Something the carver murmured, it might have been a blessing, but Hugh caught only the word, “Alice.”
“Shall I get thee aught, father?”
“Nay. Lie down—I will call if I need aught.”
It was his last self-denial for his child. The boy was soon asleep, but through the long hours, Stephen lay, fighting for breath, until the struggle ended in unconsciousness, and that, too, passed into death. When Elyas came in the early morning, and saw what had happened, he lifted Hugh in his strong arms and carried him into the room where the other boys slept. Wat was snoring peacefully with open mouth, but Roger was awake, and the master hastily whispered how it was to him.
“Keep the boy here. Tell him his father must not be disturbed,” he said.
It was Prothasy who, after all, broke the tidings. She shrank from it at first, saying that Elyas was tenderer in words and less strange to Hugh, but her husband looked so grieved that, as usual, she repented, and did his bidding. And she was really kind, leading him in herself to look upon the peaceful face of the dead, and soothing his burst of tears with great patience and gentleness.

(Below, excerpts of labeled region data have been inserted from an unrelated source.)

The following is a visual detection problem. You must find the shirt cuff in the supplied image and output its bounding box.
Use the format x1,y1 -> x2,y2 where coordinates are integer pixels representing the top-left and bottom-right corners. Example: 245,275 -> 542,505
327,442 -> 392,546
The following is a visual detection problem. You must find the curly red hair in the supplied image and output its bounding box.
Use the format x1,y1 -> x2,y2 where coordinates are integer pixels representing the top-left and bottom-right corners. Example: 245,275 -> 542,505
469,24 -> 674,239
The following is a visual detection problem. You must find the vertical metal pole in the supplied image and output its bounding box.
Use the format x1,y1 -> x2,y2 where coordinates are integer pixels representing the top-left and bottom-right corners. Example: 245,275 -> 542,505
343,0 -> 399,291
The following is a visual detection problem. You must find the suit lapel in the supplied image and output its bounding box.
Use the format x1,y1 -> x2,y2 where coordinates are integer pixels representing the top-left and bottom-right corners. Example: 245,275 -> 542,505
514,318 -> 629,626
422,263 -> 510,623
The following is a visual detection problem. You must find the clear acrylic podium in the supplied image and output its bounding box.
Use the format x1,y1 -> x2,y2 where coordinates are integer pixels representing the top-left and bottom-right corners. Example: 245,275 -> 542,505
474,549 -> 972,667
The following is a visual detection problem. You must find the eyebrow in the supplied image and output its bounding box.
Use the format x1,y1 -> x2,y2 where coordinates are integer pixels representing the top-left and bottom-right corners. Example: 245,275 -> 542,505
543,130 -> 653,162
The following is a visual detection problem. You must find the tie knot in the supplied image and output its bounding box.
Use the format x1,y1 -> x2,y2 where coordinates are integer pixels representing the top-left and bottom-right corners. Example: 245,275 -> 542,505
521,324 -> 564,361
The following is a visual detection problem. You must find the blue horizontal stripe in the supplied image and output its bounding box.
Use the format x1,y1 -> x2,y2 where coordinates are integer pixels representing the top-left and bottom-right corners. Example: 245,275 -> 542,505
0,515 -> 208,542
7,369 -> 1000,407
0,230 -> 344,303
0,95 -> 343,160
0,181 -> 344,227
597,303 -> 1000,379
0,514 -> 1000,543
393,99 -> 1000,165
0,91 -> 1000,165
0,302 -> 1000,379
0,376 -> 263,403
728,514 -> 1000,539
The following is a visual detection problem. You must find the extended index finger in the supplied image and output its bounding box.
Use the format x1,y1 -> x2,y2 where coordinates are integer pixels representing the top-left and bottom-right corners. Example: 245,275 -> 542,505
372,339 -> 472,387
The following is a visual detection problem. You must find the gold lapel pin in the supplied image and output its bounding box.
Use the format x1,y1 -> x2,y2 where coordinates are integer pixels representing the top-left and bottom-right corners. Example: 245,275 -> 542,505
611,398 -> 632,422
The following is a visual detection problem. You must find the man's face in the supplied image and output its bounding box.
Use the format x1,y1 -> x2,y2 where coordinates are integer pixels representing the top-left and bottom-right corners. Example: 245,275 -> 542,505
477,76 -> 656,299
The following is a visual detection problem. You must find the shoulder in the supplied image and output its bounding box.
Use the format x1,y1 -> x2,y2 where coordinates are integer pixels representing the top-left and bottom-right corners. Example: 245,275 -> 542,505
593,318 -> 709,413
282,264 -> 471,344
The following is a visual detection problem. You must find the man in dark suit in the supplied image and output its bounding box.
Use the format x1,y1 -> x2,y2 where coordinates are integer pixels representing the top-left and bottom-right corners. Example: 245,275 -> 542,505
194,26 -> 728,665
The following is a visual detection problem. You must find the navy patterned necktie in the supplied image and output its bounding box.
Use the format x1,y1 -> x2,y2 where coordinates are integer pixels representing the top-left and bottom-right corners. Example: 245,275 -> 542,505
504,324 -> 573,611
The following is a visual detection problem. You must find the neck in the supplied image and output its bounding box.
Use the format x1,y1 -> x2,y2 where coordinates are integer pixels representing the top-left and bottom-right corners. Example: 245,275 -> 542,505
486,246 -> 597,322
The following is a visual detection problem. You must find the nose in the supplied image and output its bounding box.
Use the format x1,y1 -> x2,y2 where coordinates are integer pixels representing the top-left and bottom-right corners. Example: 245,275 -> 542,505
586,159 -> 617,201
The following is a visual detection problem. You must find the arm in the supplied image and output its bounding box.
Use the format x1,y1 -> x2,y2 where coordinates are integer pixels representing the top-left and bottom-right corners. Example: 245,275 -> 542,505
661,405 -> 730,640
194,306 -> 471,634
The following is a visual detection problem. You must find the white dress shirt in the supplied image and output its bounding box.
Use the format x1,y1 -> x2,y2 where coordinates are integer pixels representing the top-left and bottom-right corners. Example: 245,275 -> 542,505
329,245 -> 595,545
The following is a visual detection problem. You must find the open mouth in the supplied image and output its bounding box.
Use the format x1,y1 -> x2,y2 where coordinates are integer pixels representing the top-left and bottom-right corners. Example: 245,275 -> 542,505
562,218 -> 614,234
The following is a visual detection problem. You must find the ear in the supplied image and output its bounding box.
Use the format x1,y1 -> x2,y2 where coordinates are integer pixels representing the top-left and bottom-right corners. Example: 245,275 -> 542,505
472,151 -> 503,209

The days that followed were strange and miserable to poor Hugh. He had never been without his father, who had been father and mother both to him, and had made him so close a companion that in many ways he was much older than his years. And, in spite of all kindness, the sense of solitude and loneliness that swept over him when the funeral—which the guild of which Elyas was warden attended—was over, and he was back in the house, with a new life before him, to be lived among those who were, in good truth, strangers, was something which all his life long he could not forget.
The good master had him rightly enrolled as his apprentice, and then judged it well to leave him alone for a day or two, telling him he might go where he liked until his work began. No place seemed so comforting to Hugh as the Cathedral. He would go and watch the workers, and feed his keen sense of beauty with gazing on the fair upspringing lines and the noble sheaves of pillars, and wonder whether the day would come when work of his should find a place there, and his father’s dream be fulfilled.